CinémaJustice3 août 20210Ces mots qui libèrent

Dans le documentaire « ces mots qui libèrent », la réalisatrice Geneviève Roger fait participer le spectateur à des cours de communication non violente dans la prison de Columbia River, en Oregon.

Produit grâce à 1789 contributeurs dans le cadre d’un financement participatif, ce documentaire est visible gratuitement sur YouTube.

Le personnage central est Dow Gordon, qui, après de longues années passées en prison, a participé à un cours de communication non-violente (CNV). Son destin en a été bouleversé alors qu’il approchait la cinquantaine. « Toute ma vie, dit-il, je l’ai vécue dans un environnement agressif. J’étais toujours en colère. C’est l’enseignement que j’ai reçu en prison qui a transformé ma façon de communiquer et de vivre. Sans la CNV je serais sûrement mort aujourd’hui ou de nouveau en prison. Au lieu de cela, j’ai une vie profondément appréciable et je vis en accord avec mon cœur. Je vis en paix. »

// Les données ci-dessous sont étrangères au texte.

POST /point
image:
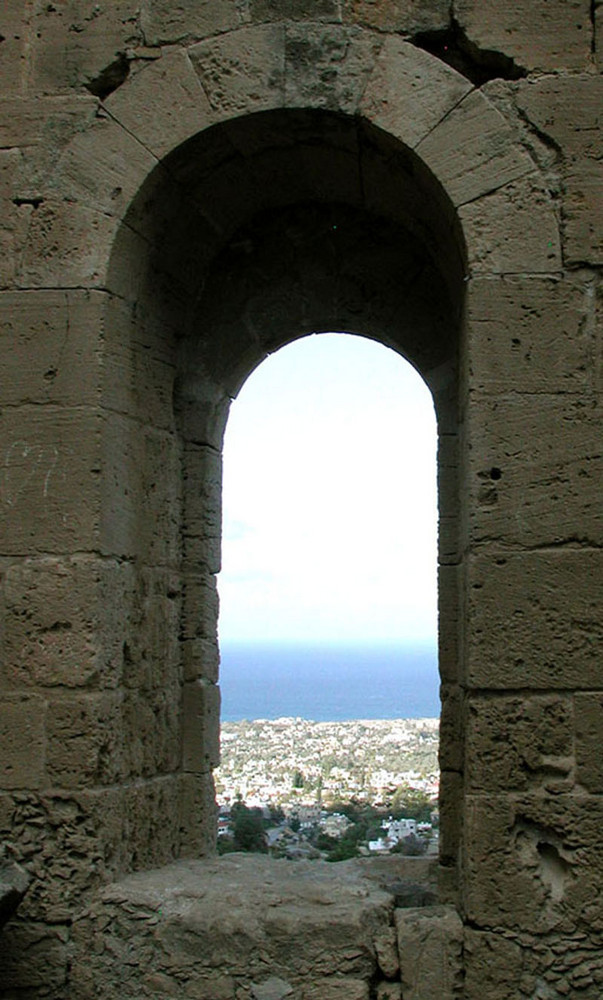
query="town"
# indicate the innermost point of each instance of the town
(331, 789)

Après sa libération, Dow Gordon est devenu animateur certifié en CNV dans le cadre de l’Oregon Prison Project par lequel l’État de l’Oregon facilite l’organisation de cours dans ses prisons. Le projet a été initié par Fred Sly, qui organise des formations de formateurs.

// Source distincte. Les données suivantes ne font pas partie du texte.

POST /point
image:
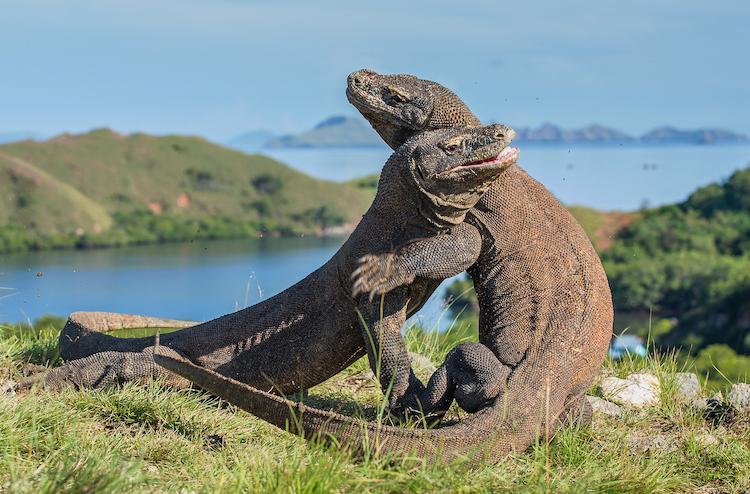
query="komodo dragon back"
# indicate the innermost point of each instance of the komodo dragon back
(545, 304)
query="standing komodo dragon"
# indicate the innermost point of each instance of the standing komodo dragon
(545, 305)
(312, 330)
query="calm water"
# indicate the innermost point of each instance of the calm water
(198, 282)
(606, 177)
(202, 281)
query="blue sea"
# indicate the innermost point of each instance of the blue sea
(201, 281)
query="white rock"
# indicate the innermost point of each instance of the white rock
(604, 406)
(687, 384)
(8, 388)
(635, 390)
(739, 396)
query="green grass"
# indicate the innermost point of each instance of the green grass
(102, 188)
(153, 439)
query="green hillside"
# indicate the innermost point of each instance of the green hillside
(103, 188)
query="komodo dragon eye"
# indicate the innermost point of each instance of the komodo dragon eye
(452, 146)
(397, 96)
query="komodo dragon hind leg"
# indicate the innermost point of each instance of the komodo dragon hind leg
(96, 360)
(83, 334)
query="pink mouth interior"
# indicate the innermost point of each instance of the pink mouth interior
(504, 155)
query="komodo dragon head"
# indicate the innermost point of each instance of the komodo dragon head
(399, 106)
(454, 167)
(441, 174)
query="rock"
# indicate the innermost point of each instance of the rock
(651, 444)
(706, 440)
(8, 388)
(713, 403)
(687, 384)
(635, 390)
(739, 397)
(604, 406)
(422, 362)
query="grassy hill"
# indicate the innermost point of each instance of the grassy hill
(152, 439)
(103, 188)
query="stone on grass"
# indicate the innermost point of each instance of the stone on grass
(711, 404)
(635, 390)
(687, 384)
(651, 445)
(739, 397)
(418, 360)
(8, 388)
(604, 406)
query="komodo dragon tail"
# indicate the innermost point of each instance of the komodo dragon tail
(488, 435)
(83, 335)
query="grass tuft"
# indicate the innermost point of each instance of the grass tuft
(154, 439)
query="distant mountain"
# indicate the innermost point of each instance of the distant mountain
(552, 133)
(701, 136)
(19, 136)
(343, 131)
(334, 132)
(253, 139)
(104, 188)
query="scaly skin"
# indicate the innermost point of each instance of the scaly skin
(545, 308)
(314, 329)
(545, 304)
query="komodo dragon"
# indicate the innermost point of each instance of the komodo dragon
(311, 331)
(545, 306)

Le mot-clé est « empathie ». « L’empathie c’est comme dire à quelqu’un : tu fais partie de la communauté et nous reconnaissons ton humanité. À chaque fois qu’on enseigne l’empathie à quelqu’un, l’agressivité diminue et la sociabilité augmente. »

Pour les cours de CNV, les détenus participants se placent en cercle. La séance commence par un moment de silence. Un détenu prend ensuite la parole pour dire ce qu’il a sur le cœur. Les autres accueillent en silence ce qu’il exprime, et cherchent, eux aussi, à mettre des mots sur les souffrances qu’ils ressentent et celles qu’ils ont infligées à d’autres.

Un homme qui va être prochainement libéré se demande comment il va reprendre contact avec son frère qu’il a brutalisé. Il accepte de se prêter à un jeu de rôle et demande à un autre participant de se mettre dans la peau de son frère. Là aussi, il s’agit de trouver les mots qui permettront de dépasser la culpabilité et l’incommunication.

Le film donne la parole à Lucy Leu, qui fut l’adjointe de Marshall B. Rosenberg, le créateur de la communication non-violente. Elle dit que la prévention de la récidive ne peut pas être le seul critère de succès de la CNV en prison. Elle cite le cas d’un détenu qui, ayant récidivé, purge une peine à perpétuité. La prison est devenue sa maison jusqu’à la fin de ses jours. Mais grâce à la CNV, sa perception de la vie et des autres a radicalement changé. Pour reprendre les mots de Dow Gordon, « ce que la CNV apporte dans ma vie, ce sont des choses dont je ne soupçonnais même pas l’existence. Des sentiments comme l’amour, le sens de la communauté, l’absence de jugement, l’amitié. J’ai aujourd’hui dans ma vie des satisfactions auxquelles je n’aurais jamais cru avoir accèsC’est vraiment le cadeau que m’a fait la CNV. Savoir écouter mon cœur, et depuis mon cœur savoir me connecter directement au cœur des autres. » Pour Lucy Leu, le fait que cette personne ait radicalement changé sa vision de la vie et des autres, bien que son environnement reste la prison, ses murs, ses contraintes et l’absence d’horizon, constitue un succès de la communication non-violente.

Le blog de l’Association Nationale des Visiteurs de Prison s’est fait l’écho de ce film. Les visiteurs sont, eux aussi, convaincus que les mots libèrent.